Without limiting the manner by which notice otherwise may be given effectively to stockholders, any notice to stockholders given by the Corporation under any provision of the Delaware General Corporation Law, the Certificate of Incorporation, or these By-laws shall be effective if given by a form of electronic transmission consented to by the stockholder to whom the notice is given. Any such consent shall be revocable by the stockholder by written notice to the Corporation. Notice given pursuant to this Article VI, Section 10 shall be deemed given: (i) if by facsimile telecommunication, when directed to a number at which the stockholder has consented to receive notice; (ii) if by electronic mail, when directed to an electronic mail address at which the stockholder has consented to receive notice; (iii) if by a posting on an electronic network together with separate notice to the stockholder of such specific posting, upon the later of (A) such posting and (B) the giving of such separate notice; and (iv) if by any other form of electronic transmission, when directed to the stockholder.

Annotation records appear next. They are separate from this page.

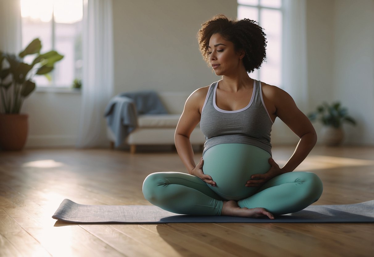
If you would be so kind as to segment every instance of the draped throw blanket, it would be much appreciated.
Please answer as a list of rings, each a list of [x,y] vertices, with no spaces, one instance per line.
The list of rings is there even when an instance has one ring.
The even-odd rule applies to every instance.
[[[114,134],[114,146],[120,146],[138,126],[138,115],[168,113],[157,93],[153,90],[123,93],[111,99],[104,116]]]

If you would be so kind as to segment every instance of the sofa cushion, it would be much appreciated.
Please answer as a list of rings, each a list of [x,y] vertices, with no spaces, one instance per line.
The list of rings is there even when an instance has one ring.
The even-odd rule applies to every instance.
[[[140,115],[138,125],[141,128],[173,128],[178,124],[180,114]]]

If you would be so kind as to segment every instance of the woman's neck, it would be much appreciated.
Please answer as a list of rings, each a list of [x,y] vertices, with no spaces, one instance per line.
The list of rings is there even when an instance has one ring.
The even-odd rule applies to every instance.
[[[246,72],[245,73],[240,73],[234,76],[224,75],[222,77],[221,86],[219,85],[218,86],[220,89],[226,91],[237,92],[241,89],[252,87],[253,85],[253,79],[249,78]]]

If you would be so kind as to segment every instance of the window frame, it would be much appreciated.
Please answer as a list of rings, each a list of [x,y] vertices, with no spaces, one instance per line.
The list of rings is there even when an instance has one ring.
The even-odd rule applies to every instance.
[[[258,22],[258,24],[259,24],[259,25],[260,25],[260,26],[261,25],[261,10],[262,9],[267,9],[267,10],[275,10],[279,11],[280,11],[280,12],[281,14],[282,15],[282,26],[281,26],[281,27],[282,27],[282,33],[280,34],[281,35],[281,37],[280,39],[280,42],[281,44],[281,45],[280,45],[281,55],[280,55],[280,65],[282,65],[282,62],[283,61],[283,54],[282,54],[282,48],[283,48],[283,31],[284,31],[284,22],[283,22],[283,15],[284,15],[284,13],[285,13],[285,9],[284,9],[284,3],[283,3],[283,1],[284,1],[283,0],[281,0],[281,1],[280,1],[280,3],[280,3],[280,7],[268,7],[268,6],[264,6],[263,5],[262,5],[261,4],[261,0],[258,0],[258,1],[257,1],[258,3],[257,3],[257,4],[250,4],[239,3],[239,2],[240,1],[240,0],[237,0],[237,1],[236,1],[236,3],[237,3],[237,8],[236,8],[236,9],[237,9],[237,15],[237,15],[237,10],[239,9],[239,7],[240,6],[245,6],[245,7],[252,7],[255,8],[257,9],[257,15],[258,15],[258,20],[257,20],[257,21],[257,21],[257,22]],[[279,70],[281,72],[280,79],[280,81],[279,81],[279,85],[276,85],[278,87],[279,87],[280,88],[283,88],[283,85],[282,85],[282,84],[283,84],[283,79],[282,79],[282,77],[281,76],[282,76],[282,67],[281,67],[281,66],[280,66],[279,68]],[[261,69],[261,67],[260,68],[260,69]],[[257,76],[258,76],[258,78],[257,78],[258,79],[258,80],[259,80],[260,81],[261,81],[261,73],[260,72],[260,70],[260,70],[260,69],[256,69],[255,70],[255,71],[257,71]],[[253,72],[252,72],[252,73],[248,73],[248,76],[249,75],[249,74],[252,74],[253,73]]]

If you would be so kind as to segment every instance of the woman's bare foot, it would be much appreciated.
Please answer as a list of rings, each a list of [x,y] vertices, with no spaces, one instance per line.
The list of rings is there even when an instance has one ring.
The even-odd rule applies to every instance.
[[[234,216],[237,217],[247,218],[260,218],[267,216],[269,218],[273,220],[274,216],[264,208],[253,208],[248,209],[244,207],[240,208],[237,205],[236,201],[230,200],[224,201],[221,216]]]

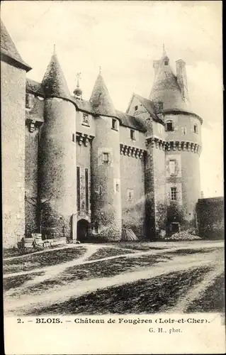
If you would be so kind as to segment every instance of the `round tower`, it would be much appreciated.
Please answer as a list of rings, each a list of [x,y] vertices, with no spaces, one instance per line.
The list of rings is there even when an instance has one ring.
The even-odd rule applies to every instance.
[[[175,232],[196,227],[196,206],[200,198],[199,156],[202,119],[190,106],[186,64],[176,62],[176,75],[164,49],[158,61],[149,99],[161,103],[165,124],[167,225]]]
[[[119,121],[101,72],[90,102],[96,114],[91,148],[93,233],[103,240],[119,240],[122,228]]]
[[[45,98],[39,154],[41,225],[43,231],[54,229],[57,236],[75,239],[76,110],[55,53],[42,84]]]

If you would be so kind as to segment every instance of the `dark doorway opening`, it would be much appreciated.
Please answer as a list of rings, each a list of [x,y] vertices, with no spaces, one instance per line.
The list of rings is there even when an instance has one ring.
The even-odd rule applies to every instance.
[[[180,231],[180,224],[179,222],[172,222],[171,224],[171,231],[172,233],[178,233]]]
[[[88,241],[89,222],[80,219],[77,222],[77,239],[79,241]]]

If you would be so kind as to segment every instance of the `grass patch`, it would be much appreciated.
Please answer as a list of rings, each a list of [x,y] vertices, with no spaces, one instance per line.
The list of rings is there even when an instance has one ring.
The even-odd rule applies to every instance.
[[[50,307],[32,309],[33,315],[140,314],[164,312],[200,282],[210,268],[171,273],[150,279],[97,290]]]
[[[8,291],[11,288],[16,288],[21,286],[26,282],[33,280],[35,276],[44,275],[44,272],[28,273],[26,275],[20,275],[17,276],[10,276],[3,279],[3,289]]]
[[[111,243],[113,245],[113,243]],[[164,247],[152,246],[149,242],[147,241],[119,241],[117,242],[117,246],[125,249],[134,249],[140,251],[149,251],[149,250],[162,250]]]
[[[135,251],[132,250],[121,250],[115,248],[104,247],[98,249],[97,251],[94,253],[86,260],[97,260],[102,258],[107,258],[108,256],[117,256],[118,255],[127,254],[130,253],[135,253]]]
[[[164,258],[166,261],[169,257]],[[162,257],[157,256],[142,256],[137,258],[126,258],[120,256],[113,260],[104,260],[97,263],[81,264],[76,266],[67,268],[63,273],[57,276],[57,278],[47,280],[33,286],[26,288],[23,290],[24,295],[40,293],[43,291],[50,290],[55,286],[62,286],[78,280],[90,280],[98,278],[111,278],[120,273],[128,271],[140,270],[142,268],[152,266],[156,263],[164,261]],[[21,295],[20,291],[20,295]],[[16,291],[11,295],[16,297],[18,294]]]
[[[225,274],[217,276],[214,283],[193,300],[188,307],[187,312],[225,312]]]
[[[30,271],[38,268],[52,266],[78,258],[82,256],[86,251],[85,247],[77,246],[48,251],[39,254],[30,254],[23,258],[5,260],[3,262],[3,272],[6,273]]]

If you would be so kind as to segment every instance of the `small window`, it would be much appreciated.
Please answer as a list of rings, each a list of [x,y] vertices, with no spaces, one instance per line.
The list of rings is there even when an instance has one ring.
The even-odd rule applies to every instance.
[[[132,141],[135,141],[135,131],[133,131],[133,129],[130,129],[130,138],[132,139]]]
[[[109,163],[109,153],[103,153],[103,163]]]
[[[176,173],[176,161],[175,160],[169,160],[169,168],[170,175],[174,175]]]
[[[133,190],[128,189],[127,197],[129,201],[132,201],[133,200]]]
[[[82,118],[82,124],[89,126],[89,115],[86,114],[83,114]]]
[[[176,201],[176,187],[171,187],[171,200]]]
[[[112,129],[117,129],[117,119],[112,119]]]
[[[187,130],[186,130],[186,127],[182,127],[181,133],[182,133],[183,136],[184,136],[187,133]]]
[[[171,121],[166,122],[166,131],[174,131],[173,122],[171,122]]]

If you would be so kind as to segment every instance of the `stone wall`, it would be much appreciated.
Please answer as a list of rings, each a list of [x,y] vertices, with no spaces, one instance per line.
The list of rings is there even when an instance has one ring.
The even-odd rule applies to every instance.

An affidavit of the Secretary or an Assistant Secretary or of the transfer agent or other agent of the Corporation that the notice has been given in writing or by a form of electronic transmission shall, in the absence of fraud, be prima facie evidence of the facts stated therein.

ARTICLE VII. AMENDMENTS

These By-Laws may be altered or repealed and By-Laws may be adopted at any annual meeting of the stockholders, or at any special meeting thereof if notice of the proposed alteration or repeal or By-Law or By-Laws to be adopted is contained in the notice of such special meeting, by the affirmative vote of a majority of the stock issued and outstanding and entitled to vote thereat, or by the affirmative vote of a majority of the Board of Directors, at any regular meeting of the Board of Directors, or at a special meeting of the Board of Directors, if notice of the proposed alteration or repeal, or By-Law or By-Laws to be adopted, is contained in the notice of such special meeting.